New research published in natural earth science The Antarctic ice sheet underwent dramatic changes about a million years ago, suggesting it has become more sensitive to changes in Earth’s climate.
The study, led by scientists at the IBS Center for Climate Physics (ICCP) at Busan National University in South Korea, provides new insights into how large ice sheets respond to long-term climate change and what this means for future sea level rise.
Currently, Antarctica has the largest ice mass on Earth and plays a major role in regulating global sea levels. About a million years ago, the Earth experienced a major climate change that caused ice ages to become longer, colder, and more intense. Scientists refer to this period as the Middle Pleistocene transition. Researchers have known about this change for decades, but how exactly the Antarctic ice sheet responded remains unclear.
Simulating 3 million years of climate history
One of the biggest obstacles is the lack of realistic long-term climate records needed to test the behavior of ice sheets under ancient conditions.
To solve this problem, the research team used advanced paleoclimate simulations recently developed at ICCP that reconstruct global climate patterns over the past three million years. The simulation provided detailed temperature and precipitation data, which the researchers fed into Penn State’s ice sheet-ice shelf model.

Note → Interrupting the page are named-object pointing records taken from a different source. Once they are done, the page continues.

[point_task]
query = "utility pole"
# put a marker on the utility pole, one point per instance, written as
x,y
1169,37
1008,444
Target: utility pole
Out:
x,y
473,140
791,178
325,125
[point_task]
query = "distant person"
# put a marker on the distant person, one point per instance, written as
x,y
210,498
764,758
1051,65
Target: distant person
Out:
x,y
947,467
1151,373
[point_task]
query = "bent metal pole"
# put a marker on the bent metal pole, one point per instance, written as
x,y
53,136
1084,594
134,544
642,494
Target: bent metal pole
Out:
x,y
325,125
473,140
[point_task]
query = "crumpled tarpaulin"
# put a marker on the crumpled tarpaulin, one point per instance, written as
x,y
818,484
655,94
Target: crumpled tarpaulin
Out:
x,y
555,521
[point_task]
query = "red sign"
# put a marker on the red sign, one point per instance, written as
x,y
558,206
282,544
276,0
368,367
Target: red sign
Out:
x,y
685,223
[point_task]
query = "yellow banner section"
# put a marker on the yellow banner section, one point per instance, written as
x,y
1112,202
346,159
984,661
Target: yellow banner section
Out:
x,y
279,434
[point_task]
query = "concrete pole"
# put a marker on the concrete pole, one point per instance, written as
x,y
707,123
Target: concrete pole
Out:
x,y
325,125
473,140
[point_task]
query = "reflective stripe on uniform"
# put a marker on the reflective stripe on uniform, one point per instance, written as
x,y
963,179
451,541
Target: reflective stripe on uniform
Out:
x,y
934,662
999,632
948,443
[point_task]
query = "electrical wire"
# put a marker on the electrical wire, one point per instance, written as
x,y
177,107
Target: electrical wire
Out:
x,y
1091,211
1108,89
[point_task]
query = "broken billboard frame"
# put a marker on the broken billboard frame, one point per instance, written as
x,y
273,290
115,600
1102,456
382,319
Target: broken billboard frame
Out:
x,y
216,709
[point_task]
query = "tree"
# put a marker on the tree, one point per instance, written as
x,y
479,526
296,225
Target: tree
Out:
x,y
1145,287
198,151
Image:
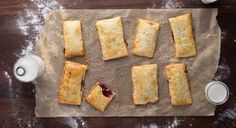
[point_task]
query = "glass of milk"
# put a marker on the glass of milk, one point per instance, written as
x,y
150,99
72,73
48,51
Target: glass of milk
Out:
x,y
28,68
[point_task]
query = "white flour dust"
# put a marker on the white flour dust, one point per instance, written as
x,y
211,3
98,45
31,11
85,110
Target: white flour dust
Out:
x,y
74,122
171,4
152,125
30,22
223,72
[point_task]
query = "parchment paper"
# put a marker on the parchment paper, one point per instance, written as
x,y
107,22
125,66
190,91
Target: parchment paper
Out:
x,y
116,73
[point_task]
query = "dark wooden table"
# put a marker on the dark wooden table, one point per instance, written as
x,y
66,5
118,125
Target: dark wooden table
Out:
x,y
19,26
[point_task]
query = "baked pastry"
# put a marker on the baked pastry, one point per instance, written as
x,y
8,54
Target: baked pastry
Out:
x,y
146,38
100,96
111,37
71,88
178,84
73,39
183,35
145,84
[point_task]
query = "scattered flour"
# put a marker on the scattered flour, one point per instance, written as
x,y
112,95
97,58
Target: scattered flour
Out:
x,y
30,22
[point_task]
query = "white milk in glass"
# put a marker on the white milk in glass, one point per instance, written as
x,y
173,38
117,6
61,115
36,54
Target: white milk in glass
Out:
x,y
28,68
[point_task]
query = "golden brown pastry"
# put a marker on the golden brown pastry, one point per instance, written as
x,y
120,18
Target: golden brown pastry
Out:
x,y
178,84
111,36
183,35
73,39
71,88
100,96
145,84
146,38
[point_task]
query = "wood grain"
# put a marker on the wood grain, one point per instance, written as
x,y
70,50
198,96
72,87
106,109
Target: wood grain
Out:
x,y
17,99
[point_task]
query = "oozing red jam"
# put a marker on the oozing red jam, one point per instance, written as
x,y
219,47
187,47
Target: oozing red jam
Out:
x,y
105,91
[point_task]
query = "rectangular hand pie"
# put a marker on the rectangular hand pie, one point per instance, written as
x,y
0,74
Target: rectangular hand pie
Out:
x,y
71,89
183,35
178,84
100,96
146,38
73,39
145,84
111,36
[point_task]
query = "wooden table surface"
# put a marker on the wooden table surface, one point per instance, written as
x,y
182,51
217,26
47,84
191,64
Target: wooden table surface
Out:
x,y
20,21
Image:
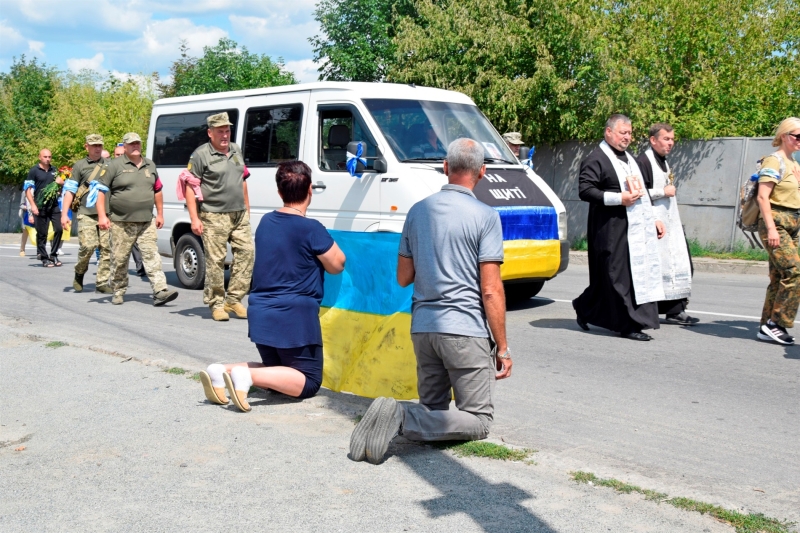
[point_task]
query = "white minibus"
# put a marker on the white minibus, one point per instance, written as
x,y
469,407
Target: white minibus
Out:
x,y
404,131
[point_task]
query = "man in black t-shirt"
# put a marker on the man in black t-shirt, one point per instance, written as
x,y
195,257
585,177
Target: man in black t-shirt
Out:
x,y
45,210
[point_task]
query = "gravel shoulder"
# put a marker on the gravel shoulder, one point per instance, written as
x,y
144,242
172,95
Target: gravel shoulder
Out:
x,y
118,444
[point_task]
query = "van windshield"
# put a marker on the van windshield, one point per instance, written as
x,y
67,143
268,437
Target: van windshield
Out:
x,y
419,130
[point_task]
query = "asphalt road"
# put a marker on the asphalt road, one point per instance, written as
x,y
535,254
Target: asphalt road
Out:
x,y
707,412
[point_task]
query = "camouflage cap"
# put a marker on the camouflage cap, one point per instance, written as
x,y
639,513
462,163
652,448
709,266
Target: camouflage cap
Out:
x,y
131,137
513,137
220,119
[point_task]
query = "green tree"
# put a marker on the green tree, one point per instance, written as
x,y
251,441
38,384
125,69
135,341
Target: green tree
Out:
x,y
26,96
224,67
85,103
356,39
555,69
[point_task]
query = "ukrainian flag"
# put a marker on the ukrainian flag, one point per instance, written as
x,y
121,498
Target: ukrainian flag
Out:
x,y
366,321
530,242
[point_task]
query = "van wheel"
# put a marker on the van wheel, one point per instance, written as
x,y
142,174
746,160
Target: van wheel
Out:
x,y
520,292
190,261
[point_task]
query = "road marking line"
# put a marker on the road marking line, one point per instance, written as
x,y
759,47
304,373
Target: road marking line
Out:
x,y
693,311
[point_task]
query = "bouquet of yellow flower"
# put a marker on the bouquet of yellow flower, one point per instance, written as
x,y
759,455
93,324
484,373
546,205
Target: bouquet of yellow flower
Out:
x,y
65,172
50,192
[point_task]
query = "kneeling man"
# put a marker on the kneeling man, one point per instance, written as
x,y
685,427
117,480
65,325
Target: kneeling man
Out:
x,y
451,249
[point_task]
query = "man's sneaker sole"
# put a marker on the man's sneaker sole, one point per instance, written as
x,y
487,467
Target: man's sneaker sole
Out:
x,y
168,298
382,432
766,330
358,440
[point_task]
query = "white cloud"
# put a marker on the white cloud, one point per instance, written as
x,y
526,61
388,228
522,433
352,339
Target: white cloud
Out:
x,y
305,70
36,47
84,13
11,37
163,37
92,63
276,35
159,45
13,42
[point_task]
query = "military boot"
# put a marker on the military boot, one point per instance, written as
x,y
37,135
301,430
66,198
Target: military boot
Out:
x,y
77,283
105,289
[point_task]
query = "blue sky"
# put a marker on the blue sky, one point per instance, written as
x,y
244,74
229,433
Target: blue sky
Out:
x,y
143,36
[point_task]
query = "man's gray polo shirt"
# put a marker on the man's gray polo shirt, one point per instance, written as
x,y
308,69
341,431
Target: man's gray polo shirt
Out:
x,y
447,235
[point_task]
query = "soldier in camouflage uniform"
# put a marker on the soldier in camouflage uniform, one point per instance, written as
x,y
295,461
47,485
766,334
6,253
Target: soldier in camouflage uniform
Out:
x,y
778,226
132,183
222,217
90,237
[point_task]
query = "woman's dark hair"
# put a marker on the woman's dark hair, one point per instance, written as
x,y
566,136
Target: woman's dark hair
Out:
x,y
293,179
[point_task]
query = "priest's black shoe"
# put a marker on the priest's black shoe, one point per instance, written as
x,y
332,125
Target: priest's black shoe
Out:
x,y
682,319
637,336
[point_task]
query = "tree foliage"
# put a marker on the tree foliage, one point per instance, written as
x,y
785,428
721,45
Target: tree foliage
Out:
x,y
356,39
42,108
224,67
555,69
26,96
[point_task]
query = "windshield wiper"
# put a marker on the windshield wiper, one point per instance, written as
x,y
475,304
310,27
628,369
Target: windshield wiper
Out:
x,y
497,160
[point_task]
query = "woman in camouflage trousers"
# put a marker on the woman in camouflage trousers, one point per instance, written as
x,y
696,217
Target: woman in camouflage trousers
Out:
x,y
779,226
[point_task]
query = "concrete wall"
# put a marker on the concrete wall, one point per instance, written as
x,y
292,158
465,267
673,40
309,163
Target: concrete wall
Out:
x,y
708,176
9,208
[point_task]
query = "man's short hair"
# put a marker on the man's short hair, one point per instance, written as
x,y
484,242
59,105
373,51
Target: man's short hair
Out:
x,y
658,127
616,117
464,155
293,179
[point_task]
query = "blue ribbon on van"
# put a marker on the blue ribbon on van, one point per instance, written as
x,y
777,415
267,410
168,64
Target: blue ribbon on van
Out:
x,y
354,159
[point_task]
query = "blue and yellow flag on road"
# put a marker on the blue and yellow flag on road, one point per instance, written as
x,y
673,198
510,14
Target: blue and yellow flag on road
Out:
x,y
366,321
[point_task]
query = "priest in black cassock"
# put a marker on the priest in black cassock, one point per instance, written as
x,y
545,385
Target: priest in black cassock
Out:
x,y
676,262
622,234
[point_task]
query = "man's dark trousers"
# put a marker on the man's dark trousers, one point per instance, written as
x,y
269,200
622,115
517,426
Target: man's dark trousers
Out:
x,y
42,223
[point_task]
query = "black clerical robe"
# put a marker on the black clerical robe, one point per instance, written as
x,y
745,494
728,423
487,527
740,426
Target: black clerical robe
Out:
x,y
609,300
665,307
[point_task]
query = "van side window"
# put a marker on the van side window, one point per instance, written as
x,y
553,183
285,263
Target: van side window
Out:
x,y
272,135
339,125
178,136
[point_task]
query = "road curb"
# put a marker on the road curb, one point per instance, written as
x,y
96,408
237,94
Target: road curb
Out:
x,y
701,264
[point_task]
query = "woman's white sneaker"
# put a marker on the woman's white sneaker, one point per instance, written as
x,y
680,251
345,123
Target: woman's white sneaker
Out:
x,y
775,333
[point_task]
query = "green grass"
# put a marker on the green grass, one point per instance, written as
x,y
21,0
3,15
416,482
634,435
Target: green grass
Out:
x,y
55,344
742,523
579,244
740,251
477,448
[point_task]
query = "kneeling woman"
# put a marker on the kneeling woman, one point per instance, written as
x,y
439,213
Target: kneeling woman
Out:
x,y
292,254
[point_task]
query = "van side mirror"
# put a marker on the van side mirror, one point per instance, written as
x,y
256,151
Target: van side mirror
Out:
x,y
379,164
359,150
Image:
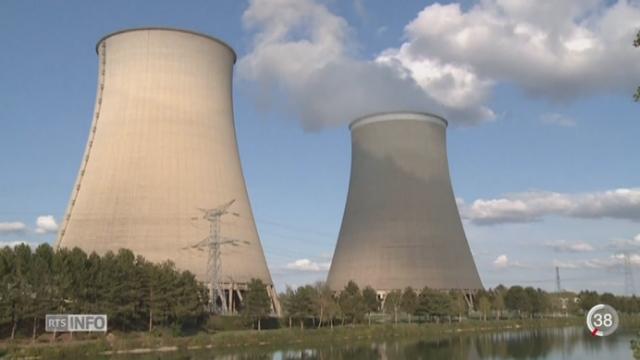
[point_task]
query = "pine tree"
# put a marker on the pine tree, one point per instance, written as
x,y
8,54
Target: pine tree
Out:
x,y
351,302
392,304
257,303
370,300
409,302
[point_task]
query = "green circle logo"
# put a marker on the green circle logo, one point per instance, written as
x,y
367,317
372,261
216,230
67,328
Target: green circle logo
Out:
x,y
602,320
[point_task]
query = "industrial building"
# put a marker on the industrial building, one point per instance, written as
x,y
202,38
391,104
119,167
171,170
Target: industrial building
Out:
x,y
161,173
401,225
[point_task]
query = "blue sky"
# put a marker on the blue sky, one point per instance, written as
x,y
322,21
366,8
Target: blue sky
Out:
x,y
542,144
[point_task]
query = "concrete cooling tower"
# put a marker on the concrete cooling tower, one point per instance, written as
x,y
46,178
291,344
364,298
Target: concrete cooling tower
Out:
x,y
162,149
401,225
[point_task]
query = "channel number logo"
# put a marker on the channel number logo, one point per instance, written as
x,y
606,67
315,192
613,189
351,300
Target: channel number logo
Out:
x,y
602,320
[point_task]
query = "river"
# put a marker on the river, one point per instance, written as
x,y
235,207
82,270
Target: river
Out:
x,y
547,344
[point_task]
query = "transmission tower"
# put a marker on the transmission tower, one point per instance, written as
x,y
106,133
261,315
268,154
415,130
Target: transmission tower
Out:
x,y
212,244
629,282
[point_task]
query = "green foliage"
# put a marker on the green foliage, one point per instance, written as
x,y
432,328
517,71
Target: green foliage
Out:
x,y
409,301
257,303
516,299
135,294
433,303
392,304
370,299
588,299
352,303
326,306
484,305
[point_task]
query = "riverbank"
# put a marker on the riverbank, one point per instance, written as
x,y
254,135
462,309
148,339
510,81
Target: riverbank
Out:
x,y
228,341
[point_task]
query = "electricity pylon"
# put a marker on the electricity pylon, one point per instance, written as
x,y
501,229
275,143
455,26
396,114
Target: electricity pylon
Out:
x,y
629,281
213,244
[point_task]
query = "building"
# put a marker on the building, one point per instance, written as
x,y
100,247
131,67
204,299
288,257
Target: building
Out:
x,y
401,225
161,150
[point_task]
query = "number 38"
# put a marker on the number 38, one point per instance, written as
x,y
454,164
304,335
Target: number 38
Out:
x,y
600,320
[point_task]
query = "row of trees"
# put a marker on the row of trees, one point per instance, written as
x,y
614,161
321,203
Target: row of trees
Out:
x,y
321,306
318,305
139,295
134,293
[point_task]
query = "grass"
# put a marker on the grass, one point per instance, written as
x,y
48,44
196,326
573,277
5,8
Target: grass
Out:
x,y
228,341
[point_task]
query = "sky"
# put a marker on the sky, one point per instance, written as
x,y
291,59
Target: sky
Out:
x,y
542,141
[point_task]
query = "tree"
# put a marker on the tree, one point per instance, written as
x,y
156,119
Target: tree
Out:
x,y
286,299
392,304
485,306
516,299
257,303
434,303
325,303
302,303
498,300
409,302
457,304
588,299
636,43
351,302
371,302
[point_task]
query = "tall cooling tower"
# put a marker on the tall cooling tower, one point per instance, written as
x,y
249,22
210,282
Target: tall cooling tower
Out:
x,y
162,146
401,225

The model tracks changes in ice sheet movement, thickness, temperature, and elevation across Antarctica and the Northern Hemisphere. It also simulates the behavior of floating ice shelves such as the Ross Sea and Weddell Sea.
Using one of South Korea’s most powerful supercomputers dedicated to basic science research, the research team created a physically consistent picture of how Earth’s major ice sheets evolved as climate conditions changed over time.
Antarctic ice reaches critical threshold
Simulations reveal that Antarctica entered a completely different behavioral pattern after the mid-Pleistocene transition.
Researchers have identified a critical threshold for atmospheric carbon dioxide to be approximately 240 parts per million. Once CO2 levels fell below that point, Antarctic ice mass began to respond much more dramatically to changes in atmospheric and ocean temperatures.
“After this transition, the Antarctic ice sheet responds more strongly to changes in climate forcing. This indicates that the system does not evolve gradually, but rather becomes more sensitive after a certain threshold of the climate system is exceeded,” said Dr. Kyungsook Yoon, a researcher at the IBS Center for Climate Physics and lead author of the study.
Why did Antarctic ice expand so quickly?
Simulations show that several processes worked together to accelerate Antarctic ice growth after climate change about a million years ago.
First, lower ocean temperatures during the Ice Age reduced melting beneath the portion of the Antarctic ice sheet that extends below the ocean surface. At the same time, global sea levels were about 50-100 meters lower than they are now. Lower sea levels have reduced the pressure on the rock beneath Antarctic ice shelves, allowing the land underneath to slowly rise. This uplift helped promote further thickness of coastal ice.
Together, these mechanisms contributed to the formation of the larger and more persistent Antarctic ice sheet that later defined Earth’s ice age cycles.
“Our findings suggest that the Antarctic ice sheet is more sensitive to external forces than previously assumed. This also raises important questions about its future response to global warming,” said Professor Axel Timmermann, director of the IBS Center for Climate Physics and co-author of the study.
What the findings mean for the future
This study highlights that ice sheets do not always respond to climate change in slow and predictable ways. Instead, it may suddenly transition to a more sensitive state after a critical climate threshold is exceeded.
Scientists say understanding these rapid changes is essential to improving future predictions of Antarctic ice loss and global sea level rise.